Ohio National Financial Services Broker-Dealer Accused of Failing to Properly Supervise
The Financial Industry Regulatory Authority (FINRA) announced that brokerage firm O.N. Equity Sales Co., an Ohio National Financial Services brokerage firm, must pay a $1.3M penalty for not adequately supervising a former broker who is accused of recommending an unsuitable investment strategy to customers.
The strategy involved whole life insurance policies and variable annuities (VAs). The former O.N. Equity Sales broker is no longer with the firm. He arrived at a separate settlement with the self-regulatory organization (SRO).
If you are someone who worked with an O.N. Equity Sales stockbroker and you are wondering if your losses may be due to negligence or fraud, contact our investment fraud attorneys at Shepherd Smith Edwards and Kantas (SSEK Law Firm at investorlawyers.com).
Here, SSEK Law Firm Partner and Attorney Kirk Smith explains what unsuitability is:
Ex-O.N. Equity Sales Broker Touted Strategy as “Building Your Own Bank”
According to the settlement with FINRA, O.N. Equity Sales did not properly supervise a series of variable annuities transactions involving its former broker. This included 76 customers selling securities, usually mutual funds, to shut down their retirement accounts, and then using the funds to purchase VAs.
The clients would then sell the variable annuities to grow cash value in whole life insurance policies. The broker reportedly described this strategy as “infinite banking” or building your own bank.”
Not only that, but the ex-O.N. Equity Sales broker recommended that customers buy the “same variable annuities with the same income riders and similar asset allocations” regardless of their investing profile, risk tolerance level, liquidity needs, and investing time horizon. This appears to have been a one-size-fits-all approach rather than considering each customer’s suitability and investing needs.
Short-Term Withdrawals from Variable Annuities Caused Customers to Incur Significant Fees
To bow out of the variable annuities so soon after buying them inevitably caused customers to pay tax penalties, surrender charges, and other charges. Also, this type of transaction tends to earn a registered representative and their brokerage firm commissions.
As a result, the former O.N. Equity Sales broker’s customers that bought the variable annuities and opted for short-term withdrawals ended up paying $371K in surrender charges while the firm earned $733K in gross commissions from the annuity sales.
The ex-O.N. Equity Sales broker reportedly engaged in this unsuitable strategy from 2014 to 2017, during which time the firm failed to detect this, even though red flags were raised. This included variable annuity issuers contacting the broker-dealer directly to let them know that customers were making short-term withdrawals and being charged the surrender fees. O.N. Equity Sales purportedly did not act to properly investigate these inquiries.
The brokerage firm also did not conduct a suitable analysis of this VA strategy to determine its overall suitability. Meanwhile, the former O.N. Equity Sales broker failed to notify the firm that he was regularly recommending this strategy.

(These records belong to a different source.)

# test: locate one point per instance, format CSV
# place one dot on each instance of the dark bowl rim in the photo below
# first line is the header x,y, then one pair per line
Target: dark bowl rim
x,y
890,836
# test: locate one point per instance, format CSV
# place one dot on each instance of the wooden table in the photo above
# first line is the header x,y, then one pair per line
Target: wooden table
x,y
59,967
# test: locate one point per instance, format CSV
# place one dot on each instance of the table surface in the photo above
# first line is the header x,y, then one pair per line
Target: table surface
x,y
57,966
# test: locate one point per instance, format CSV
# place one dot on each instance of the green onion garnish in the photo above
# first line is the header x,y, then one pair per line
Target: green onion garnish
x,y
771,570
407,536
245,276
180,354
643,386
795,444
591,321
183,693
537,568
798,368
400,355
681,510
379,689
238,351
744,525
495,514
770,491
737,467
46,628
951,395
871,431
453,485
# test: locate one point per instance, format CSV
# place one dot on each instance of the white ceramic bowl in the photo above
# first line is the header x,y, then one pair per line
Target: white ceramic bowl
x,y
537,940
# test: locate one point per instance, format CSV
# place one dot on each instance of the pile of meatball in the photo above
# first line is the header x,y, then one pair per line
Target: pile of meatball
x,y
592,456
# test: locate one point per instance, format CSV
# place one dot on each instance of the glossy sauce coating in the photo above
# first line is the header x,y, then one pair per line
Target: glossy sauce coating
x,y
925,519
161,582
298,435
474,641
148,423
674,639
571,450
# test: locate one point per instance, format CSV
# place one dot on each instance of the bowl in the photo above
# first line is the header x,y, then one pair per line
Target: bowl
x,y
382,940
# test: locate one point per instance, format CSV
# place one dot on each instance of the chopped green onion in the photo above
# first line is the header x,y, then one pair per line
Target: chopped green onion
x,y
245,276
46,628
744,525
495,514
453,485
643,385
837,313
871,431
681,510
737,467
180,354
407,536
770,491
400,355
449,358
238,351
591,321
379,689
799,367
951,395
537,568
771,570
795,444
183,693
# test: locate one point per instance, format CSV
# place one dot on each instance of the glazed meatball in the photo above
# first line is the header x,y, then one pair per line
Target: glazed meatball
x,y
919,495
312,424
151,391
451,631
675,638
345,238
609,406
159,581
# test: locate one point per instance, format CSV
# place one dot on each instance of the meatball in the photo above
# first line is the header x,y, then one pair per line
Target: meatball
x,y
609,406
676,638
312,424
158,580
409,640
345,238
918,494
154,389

Of the $1.3M penalty imposed by FINRA, $275K is a fine, and $1M is restitution for harmed customers. O.N. Equity Sales settled but without denying or admitting to the SRO’s findings.
Unsuitable Investing Strategies
It is important that a broker only recommends and executes an investing strategy if it is suitable for a customer. Unfortunately, unsuitability continues to be a leading reason why investors lose money.
Not only can brokers be held accountable for unsuitably recommending an investment, but also the firm can be held liable for not properly supervising their employees’ activities to ensure that nothing fraudulent or negligent is occurring in customers’ accounts.